Java8采用stream、parallelStream迭代的區別
我們都知道在Java 8 API添加了一個新的抽象稱為流Stream,可以讓你以一種聲明的方式處理數據。Stream 使用一種類似用 SQL 語句從數據庫查詢數據的直觀方式來提供一種對 Java 集合運算和表達的高階抽象。Stream API可以極大提高Java程序員的生產力,讓程序員寫出高效率、干凈、簡潔的代碼。這種風格將要處理的元素集合看作一種流, 流在管道中傳輸, 並且可以在管道的節點上進行處理, 比如篩選, 排序,聚合等。
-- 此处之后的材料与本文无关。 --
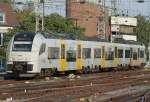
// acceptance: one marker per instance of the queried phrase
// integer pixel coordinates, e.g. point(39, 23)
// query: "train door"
point(131, 56)
point(79, 57)
point(138, 57)
point(63, 63)
point(103, 58)
point(71, 52)
point(115, 63)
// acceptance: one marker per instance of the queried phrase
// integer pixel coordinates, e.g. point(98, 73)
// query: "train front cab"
point(20, 55)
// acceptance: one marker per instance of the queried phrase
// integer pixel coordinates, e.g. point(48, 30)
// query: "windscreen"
point(23, 41)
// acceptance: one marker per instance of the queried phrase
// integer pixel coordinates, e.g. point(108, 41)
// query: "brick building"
point(89, 16)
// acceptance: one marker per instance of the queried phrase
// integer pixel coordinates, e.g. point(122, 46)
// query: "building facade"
point(7, 21)
point(50, 6)
point(89, 16)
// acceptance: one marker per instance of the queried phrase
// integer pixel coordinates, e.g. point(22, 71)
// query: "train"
point(32, 54)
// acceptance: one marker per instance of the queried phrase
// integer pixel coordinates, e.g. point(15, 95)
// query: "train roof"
point(71, 36)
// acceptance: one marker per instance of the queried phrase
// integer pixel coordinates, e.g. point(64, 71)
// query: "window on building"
point(86, 53)
point(53, 53)
point(97, 53)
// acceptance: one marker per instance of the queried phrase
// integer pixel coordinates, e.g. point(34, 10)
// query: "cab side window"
point(42, 48)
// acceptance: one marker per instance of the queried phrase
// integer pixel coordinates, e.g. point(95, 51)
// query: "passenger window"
point(97, 53)
point(42, 49)
point(79, 51)
point(53, 53)
point(120, 53)
point(71, 56)
point(62, 51)
point(86, 53)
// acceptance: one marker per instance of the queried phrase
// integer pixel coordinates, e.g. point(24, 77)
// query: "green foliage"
point(143, 30)
point(59, 24)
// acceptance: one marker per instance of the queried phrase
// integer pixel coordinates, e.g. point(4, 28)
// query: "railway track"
point(65, 89)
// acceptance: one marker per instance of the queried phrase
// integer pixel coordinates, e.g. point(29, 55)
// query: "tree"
point(142, 30)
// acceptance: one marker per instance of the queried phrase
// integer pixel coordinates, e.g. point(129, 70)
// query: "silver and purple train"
point(31, 54)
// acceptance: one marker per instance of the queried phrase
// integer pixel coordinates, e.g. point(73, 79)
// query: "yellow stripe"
point(63, 63)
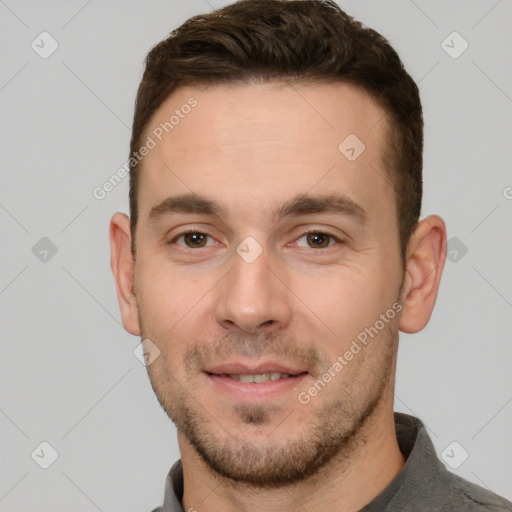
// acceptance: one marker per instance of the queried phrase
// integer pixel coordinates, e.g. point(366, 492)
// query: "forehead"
point(263, 142)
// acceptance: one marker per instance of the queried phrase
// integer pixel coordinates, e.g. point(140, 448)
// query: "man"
point(273, 252)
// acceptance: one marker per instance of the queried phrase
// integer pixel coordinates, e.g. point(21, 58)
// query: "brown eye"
point(192, 240)
point(195, 239)
point(318, 240)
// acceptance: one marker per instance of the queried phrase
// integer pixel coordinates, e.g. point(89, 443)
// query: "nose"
point(253, 297)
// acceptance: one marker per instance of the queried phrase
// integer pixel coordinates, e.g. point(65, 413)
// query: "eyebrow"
point(302, 204)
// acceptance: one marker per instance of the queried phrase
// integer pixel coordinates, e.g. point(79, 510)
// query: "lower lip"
point(253, 391)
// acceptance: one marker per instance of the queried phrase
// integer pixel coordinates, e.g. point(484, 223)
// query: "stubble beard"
point(335, 430)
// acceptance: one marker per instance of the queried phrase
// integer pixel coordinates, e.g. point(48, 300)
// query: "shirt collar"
point(422, 468)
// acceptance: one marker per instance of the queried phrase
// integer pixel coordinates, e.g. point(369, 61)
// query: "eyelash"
point(305, 233)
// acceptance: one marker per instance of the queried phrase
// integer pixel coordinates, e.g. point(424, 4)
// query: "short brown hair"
point(305, 40)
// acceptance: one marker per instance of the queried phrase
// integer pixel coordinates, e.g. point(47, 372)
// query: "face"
point(263, 250)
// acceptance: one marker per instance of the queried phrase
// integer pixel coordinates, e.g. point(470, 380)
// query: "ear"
point(123, 267)
point(426, 255)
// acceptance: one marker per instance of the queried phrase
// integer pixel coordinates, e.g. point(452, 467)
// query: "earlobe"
point(123, 268)
point(425, 263)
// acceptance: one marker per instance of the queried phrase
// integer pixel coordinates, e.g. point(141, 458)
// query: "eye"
point(318, 240)
point(192, 240)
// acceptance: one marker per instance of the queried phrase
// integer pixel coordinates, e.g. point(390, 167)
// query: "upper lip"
point(238, 368)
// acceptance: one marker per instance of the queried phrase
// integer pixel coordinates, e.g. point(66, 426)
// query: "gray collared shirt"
point(422, 485)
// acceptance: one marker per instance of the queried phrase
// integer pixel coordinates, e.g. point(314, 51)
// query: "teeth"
point(260, 377)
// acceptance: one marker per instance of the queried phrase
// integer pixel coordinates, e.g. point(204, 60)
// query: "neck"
point(346, 484)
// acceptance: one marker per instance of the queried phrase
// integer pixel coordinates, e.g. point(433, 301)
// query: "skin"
point(251, 148)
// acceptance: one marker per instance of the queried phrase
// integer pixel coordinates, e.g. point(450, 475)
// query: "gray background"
point(68, 373)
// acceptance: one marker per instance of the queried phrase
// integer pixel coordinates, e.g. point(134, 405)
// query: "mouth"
point(258, 378)
point(244, 383)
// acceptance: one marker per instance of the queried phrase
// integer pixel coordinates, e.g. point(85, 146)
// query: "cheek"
point(344, 300)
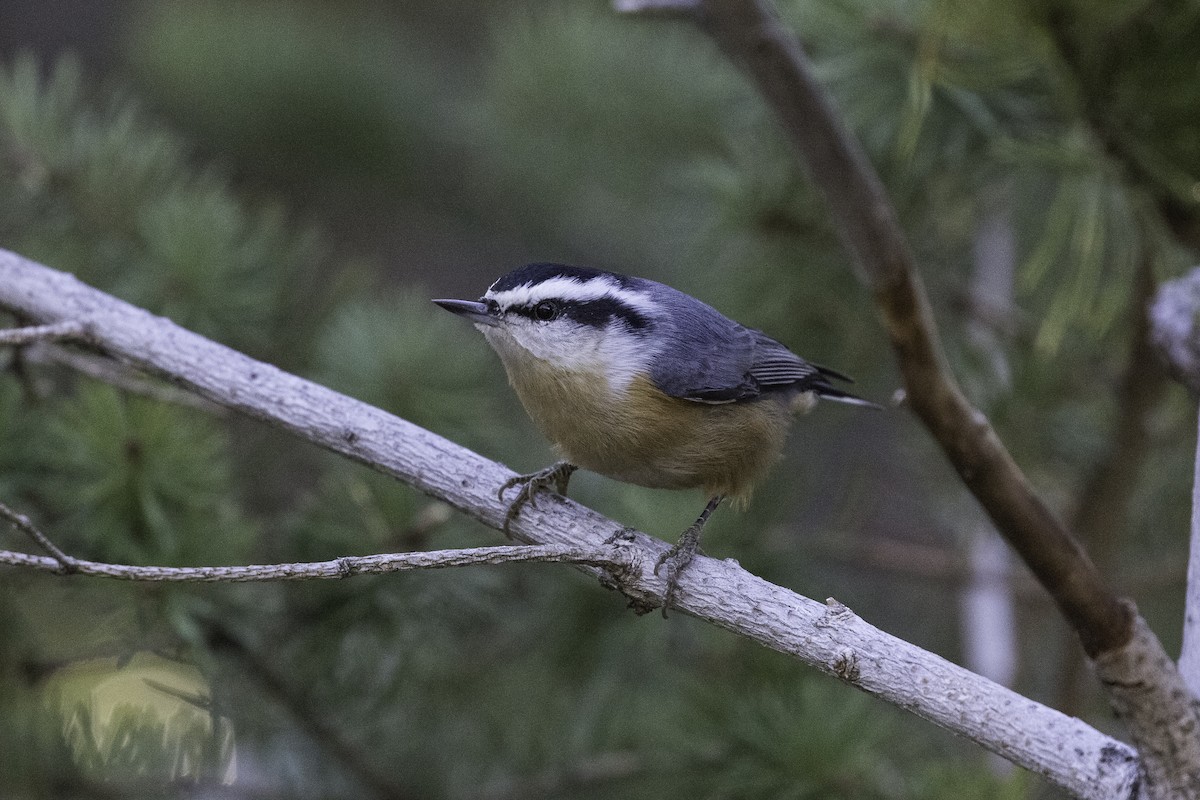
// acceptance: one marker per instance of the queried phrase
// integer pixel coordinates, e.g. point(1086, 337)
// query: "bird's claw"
point(676, 561)
point(556, 475)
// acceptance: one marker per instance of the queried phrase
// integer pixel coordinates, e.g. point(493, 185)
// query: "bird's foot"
point(676, 560)
point(557, 475)
point(681, 555)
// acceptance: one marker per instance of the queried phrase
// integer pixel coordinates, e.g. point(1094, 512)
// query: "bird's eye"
point(545, 311)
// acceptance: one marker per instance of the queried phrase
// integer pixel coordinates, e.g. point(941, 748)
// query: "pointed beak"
point(473, 311)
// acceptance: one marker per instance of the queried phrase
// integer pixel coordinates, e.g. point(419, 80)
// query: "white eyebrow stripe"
point(571, 289)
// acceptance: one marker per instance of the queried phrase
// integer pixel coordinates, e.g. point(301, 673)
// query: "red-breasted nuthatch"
point(642, 383)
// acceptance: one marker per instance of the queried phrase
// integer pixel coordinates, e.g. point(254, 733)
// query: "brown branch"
point(1129, 659)
point(756, 40)
point(827, 636)
point(1102, 509)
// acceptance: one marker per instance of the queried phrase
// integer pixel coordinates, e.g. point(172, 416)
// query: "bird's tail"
point(826, 390)
point(838, 396)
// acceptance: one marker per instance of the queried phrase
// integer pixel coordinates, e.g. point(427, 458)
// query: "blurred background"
point(298, 179)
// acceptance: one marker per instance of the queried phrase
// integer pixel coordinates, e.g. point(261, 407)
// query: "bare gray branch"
point(829, 637)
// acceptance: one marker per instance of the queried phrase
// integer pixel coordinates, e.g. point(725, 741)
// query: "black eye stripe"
point(595, 313)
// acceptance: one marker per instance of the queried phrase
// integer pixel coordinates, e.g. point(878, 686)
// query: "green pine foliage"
point(622, 143)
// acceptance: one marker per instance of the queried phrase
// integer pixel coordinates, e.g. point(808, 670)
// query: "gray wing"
point(708, 358)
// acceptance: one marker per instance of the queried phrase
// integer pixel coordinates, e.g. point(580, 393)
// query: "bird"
point(645, 384)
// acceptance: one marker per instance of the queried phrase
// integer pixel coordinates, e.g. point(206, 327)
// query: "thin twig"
point(606, 558)
point(115, 373)
point(61, 563)
point(827, 636)
point(69, 329)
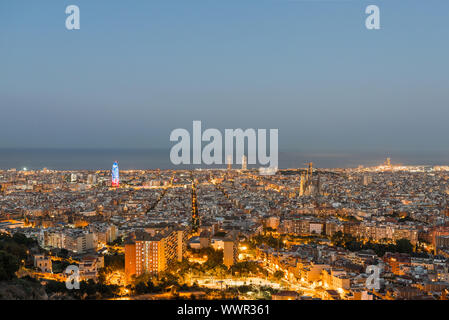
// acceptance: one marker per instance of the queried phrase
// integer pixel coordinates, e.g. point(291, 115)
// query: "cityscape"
point(218, 159)
point(300, 234)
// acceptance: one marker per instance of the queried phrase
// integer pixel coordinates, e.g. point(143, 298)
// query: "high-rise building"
point(244, 163)
point(195, 214)
point(154, 253)
point(230, 251)
point(115, 174)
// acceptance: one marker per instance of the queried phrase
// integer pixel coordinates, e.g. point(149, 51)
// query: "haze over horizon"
point(311, 69)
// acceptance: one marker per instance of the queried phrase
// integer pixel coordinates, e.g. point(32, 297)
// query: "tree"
point(9, 264)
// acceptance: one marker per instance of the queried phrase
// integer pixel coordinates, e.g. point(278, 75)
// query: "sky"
point(136, 70)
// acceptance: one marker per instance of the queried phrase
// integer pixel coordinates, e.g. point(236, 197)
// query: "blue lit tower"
point(115, 175)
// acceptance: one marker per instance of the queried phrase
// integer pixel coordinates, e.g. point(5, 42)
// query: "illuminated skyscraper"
point(244, 162)
point(115, 175)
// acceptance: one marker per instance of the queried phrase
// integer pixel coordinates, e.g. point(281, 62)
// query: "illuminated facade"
point(115, 175)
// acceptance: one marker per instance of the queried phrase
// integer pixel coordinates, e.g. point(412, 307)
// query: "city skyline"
point(310, 69)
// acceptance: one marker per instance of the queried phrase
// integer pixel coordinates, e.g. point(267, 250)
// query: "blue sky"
point(136, 70)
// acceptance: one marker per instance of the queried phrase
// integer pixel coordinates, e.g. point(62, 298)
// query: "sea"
point(102, 159)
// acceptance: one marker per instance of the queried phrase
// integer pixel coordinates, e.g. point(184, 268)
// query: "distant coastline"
point(101, 159)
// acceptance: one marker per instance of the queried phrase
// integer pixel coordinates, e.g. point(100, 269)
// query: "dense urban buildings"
point(224, 233)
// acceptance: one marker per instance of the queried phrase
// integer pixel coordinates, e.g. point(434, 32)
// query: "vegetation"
point(353, 244)
point(13, 252)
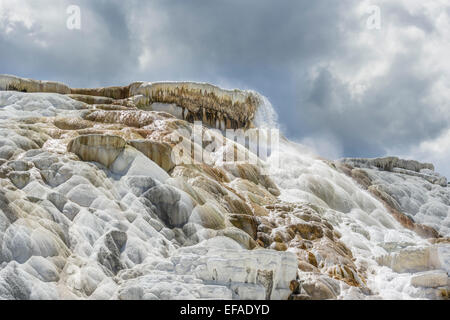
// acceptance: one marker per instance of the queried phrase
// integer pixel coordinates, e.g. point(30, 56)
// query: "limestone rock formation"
point(93, 205)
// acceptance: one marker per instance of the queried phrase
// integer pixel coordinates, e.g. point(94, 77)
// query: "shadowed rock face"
point(190, 101)
point(220, 108)
point(103, 149)
point(12, 83)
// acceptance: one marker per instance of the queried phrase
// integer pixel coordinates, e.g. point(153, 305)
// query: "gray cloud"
point(306, 56)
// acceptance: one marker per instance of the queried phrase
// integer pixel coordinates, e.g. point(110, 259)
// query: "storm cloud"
point(337, 85)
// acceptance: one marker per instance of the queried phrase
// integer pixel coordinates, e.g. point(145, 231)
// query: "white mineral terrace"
point(92, 205)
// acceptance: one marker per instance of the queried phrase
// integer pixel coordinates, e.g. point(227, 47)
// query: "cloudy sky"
point(338, 83)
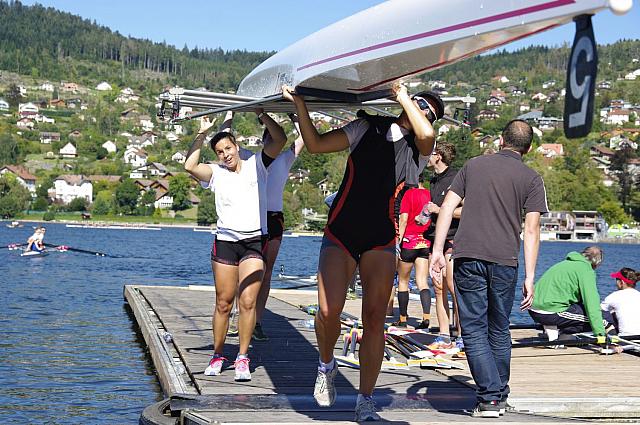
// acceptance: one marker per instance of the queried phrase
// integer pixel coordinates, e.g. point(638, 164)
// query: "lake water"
point(70, 352)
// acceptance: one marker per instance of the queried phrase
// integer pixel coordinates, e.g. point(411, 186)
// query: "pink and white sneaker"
point(242, 369)
point(215, 366)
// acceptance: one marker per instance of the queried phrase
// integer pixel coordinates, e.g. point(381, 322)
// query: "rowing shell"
point(33, 254)
point(395, 40)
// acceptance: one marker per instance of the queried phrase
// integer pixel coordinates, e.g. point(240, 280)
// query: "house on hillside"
point(46, 137)
point(250, 141)
point(57, 103)
point(68, 187)
point(539, 97)
point(618, 116)
point(68, 151)
point(110, 146)
point(494, 101)
point(25, 123)
point(551, 150)
point(134, 156)
point(179, 157)
point(104, 86)
point(604, 85)
point(47, 86)
point(299, 176)
point(69, 87)
point(146, 123)
point(75, 134)
point(28, 110)
point(44, 119)
point(487, 114)
point(22, 175)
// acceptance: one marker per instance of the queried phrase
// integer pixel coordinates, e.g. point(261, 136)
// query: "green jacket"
point(572, 281)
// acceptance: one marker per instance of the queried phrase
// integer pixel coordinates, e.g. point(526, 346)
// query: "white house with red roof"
point(22, 175)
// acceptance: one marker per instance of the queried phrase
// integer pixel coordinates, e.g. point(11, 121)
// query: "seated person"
point(36, 241)
point(566, 298)
point(624, 304)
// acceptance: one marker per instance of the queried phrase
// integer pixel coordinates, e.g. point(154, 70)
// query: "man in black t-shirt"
point(439, 185)
point(497, 189)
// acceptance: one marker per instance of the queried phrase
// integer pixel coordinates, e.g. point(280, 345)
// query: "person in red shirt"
point(413, 224)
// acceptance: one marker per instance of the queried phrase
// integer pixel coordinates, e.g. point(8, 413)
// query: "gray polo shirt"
point(497, 189)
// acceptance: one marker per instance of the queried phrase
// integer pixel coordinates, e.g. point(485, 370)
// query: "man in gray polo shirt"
point(497, 189)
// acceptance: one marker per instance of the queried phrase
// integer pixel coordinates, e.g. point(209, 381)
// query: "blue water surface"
point(70, 352)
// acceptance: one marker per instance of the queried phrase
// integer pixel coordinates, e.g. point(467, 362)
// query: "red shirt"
point(412, 203)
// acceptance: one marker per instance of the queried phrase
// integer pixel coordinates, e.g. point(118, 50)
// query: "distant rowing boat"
point(112, 227)
point(203, 229)
point(33, 254)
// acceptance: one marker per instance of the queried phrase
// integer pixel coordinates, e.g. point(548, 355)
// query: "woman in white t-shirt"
point(237, 255)
point(624, 303)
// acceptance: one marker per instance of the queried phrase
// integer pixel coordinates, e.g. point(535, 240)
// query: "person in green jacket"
point(566, 298)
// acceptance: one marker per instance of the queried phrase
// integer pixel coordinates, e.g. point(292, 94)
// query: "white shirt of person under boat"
point(625, 303)
point(240, 199)
point(356, 129)
point(278, 175)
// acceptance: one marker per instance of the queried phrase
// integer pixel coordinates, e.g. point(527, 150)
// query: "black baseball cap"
point(435, 99)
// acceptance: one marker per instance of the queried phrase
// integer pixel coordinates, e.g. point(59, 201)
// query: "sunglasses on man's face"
point(425, 106)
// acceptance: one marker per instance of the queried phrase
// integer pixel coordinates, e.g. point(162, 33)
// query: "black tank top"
point(364, 205)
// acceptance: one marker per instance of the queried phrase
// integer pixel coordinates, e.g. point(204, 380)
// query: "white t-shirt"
point(625, 303)
point(240, 199)
point(278, 175)
point(357, 128)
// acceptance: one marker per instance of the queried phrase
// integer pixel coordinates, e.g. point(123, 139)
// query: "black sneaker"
point(486, 409)
point(423, 325)
point(258, 333)
point(400, 324)
point(505, 407)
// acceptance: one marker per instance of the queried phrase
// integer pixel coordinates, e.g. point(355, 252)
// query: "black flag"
point(581, 80)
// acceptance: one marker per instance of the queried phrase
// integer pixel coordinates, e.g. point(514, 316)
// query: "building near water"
point(68, 187)
point(22, 175)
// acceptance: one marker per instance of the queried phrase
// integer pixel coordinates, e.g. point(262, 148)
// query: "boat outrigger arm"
point(212, 103)
point(354, 62)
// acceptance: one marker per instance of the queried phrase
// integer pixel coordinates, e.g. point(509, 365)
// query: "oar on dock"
point(83, 251)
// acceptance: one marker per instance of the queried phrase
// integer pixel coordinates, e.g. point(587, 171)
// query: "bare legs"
point(272, 253)
point(249, 275)
point(335, 270)
point(442, 302)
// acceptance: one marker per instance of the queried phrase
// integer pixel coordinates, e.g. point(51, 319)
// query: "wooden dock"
point(176, 325)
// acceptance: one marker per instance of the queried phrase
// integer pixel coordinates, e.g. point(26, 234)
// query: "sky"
point(271, 25)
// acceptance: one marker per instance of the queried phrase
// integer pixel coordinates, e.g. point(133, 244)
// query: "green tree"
point(127, 194)
point(207, 209)
point(14, 198)
point(42, 191)
point(613, 213)
point(101, 153)
point(77, 204)
point(179, 188)
point(103, 203)
point(9, 149)
point(621, 169)
point(12, 95)
point(145, 205)
point(40, 204)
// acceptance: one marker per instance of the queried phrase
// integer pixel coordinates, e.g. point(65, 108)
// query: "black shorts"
point(275, 224)
point(446, 250)
point(233, 253)
point(411, 255)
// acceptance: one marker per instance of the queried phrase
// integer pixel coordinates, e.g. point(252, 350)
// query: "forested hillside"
point(46, 42)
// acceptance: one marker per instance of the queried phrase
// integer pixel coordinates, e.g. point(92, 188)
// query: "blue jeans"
point(485, 294)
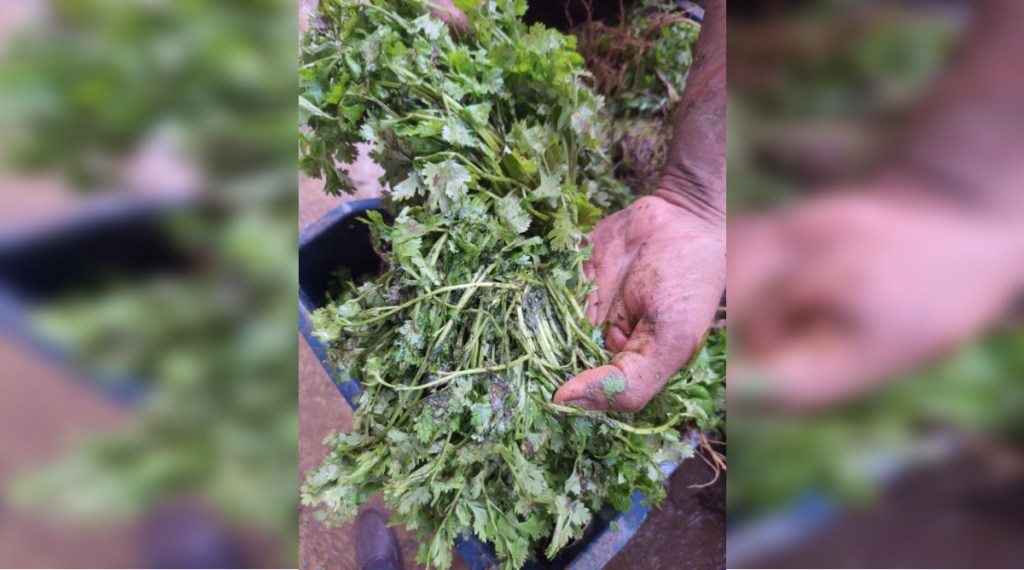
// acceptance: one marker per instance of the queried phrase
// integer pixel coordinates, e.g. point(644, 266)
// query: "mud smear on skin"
point(688, 529)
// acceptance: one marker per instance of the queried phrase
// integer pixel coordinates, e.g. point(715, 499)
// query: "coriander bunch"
point(495, 152)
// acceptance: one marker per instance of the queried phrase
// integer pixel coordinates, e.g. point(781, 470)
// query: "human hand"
point(836, 296)
point(446, 11)
point(659, 271)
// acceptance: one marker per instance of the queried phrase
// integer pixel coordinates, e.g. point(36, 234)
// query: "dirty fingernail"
point(585, 403)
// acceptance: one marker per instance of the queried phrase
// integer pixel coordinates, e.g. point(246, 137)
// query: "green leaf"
point(408, 188)
point(307, 110)
point(550, 187)
point(563, 235)
point(515, 218)
point(445, 181)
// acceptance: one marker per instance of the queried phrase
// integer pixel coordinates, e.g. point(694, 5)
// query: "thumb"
point(634, 376)
point(446, 11)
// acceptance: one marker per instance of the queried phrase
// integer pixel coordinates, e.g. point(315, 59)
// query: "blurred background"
point(147, 283)
point(877, 355)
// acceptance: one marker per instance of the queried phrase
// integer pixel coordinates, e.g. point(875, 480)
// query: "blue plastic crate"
point(43, 262)
point(340, 239)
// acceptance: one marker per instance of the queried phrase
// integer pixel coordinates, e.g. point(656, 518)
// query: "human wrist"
point(698, 202)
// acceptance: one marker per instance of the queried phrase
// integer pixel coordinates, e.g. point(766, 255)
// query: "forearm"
point(694, 172)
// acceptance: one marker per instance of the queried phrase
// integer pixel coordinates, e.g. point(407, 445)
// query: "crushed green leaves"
point(496, 152)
元素流在管道中經過中間操作(intermediate operation)的處理,最后由最終操作(terminal operation)得到前面處理的結果。
通過查看API能夠看到Java8 API為我們提供了Stream和parallelStream兩個不同的方法,那么同樣是流處理,這兩個方法又有什么區別呢?首先我們來看看以下的代碼:
public static void main(String[] args) {
List<Integer> numberList = Arrays.asList(1,2,3,4,5,6,7,8,9);
System.out.println("運行結果:");
// stream method
numberList.stream().forEach(number -> {
System.out.print(String.format("%d ",number));
});
System.out.println("\r");
// parallelStream method
numberList.parallelStream().forEach(number -> {
System.out.print(String.format("%d ",number));
});
System.out.println("\r");
// parallelStream method
numberList.parallelStream().forEachOrdered(number -> {
System.out.print(String.format("%d ",number));
});
System.out.println("\r");
}
通過多次運行上述代碼,我們可以發現,通過parallelStream方法迭代集合,每次輸出的結果都不一樣,而通過steam方法或parallelStream方法並以forEachOrdered方式,每次執行輸出的結果都是一樣的,並且順序符合集合元素的存放順序。
那么,為什么會造成這樣的結果差異呢,難道parallelStram是采用多線程並行的方式運行?於是,我們進一步修改下我們的代碼來驗證一下猜測。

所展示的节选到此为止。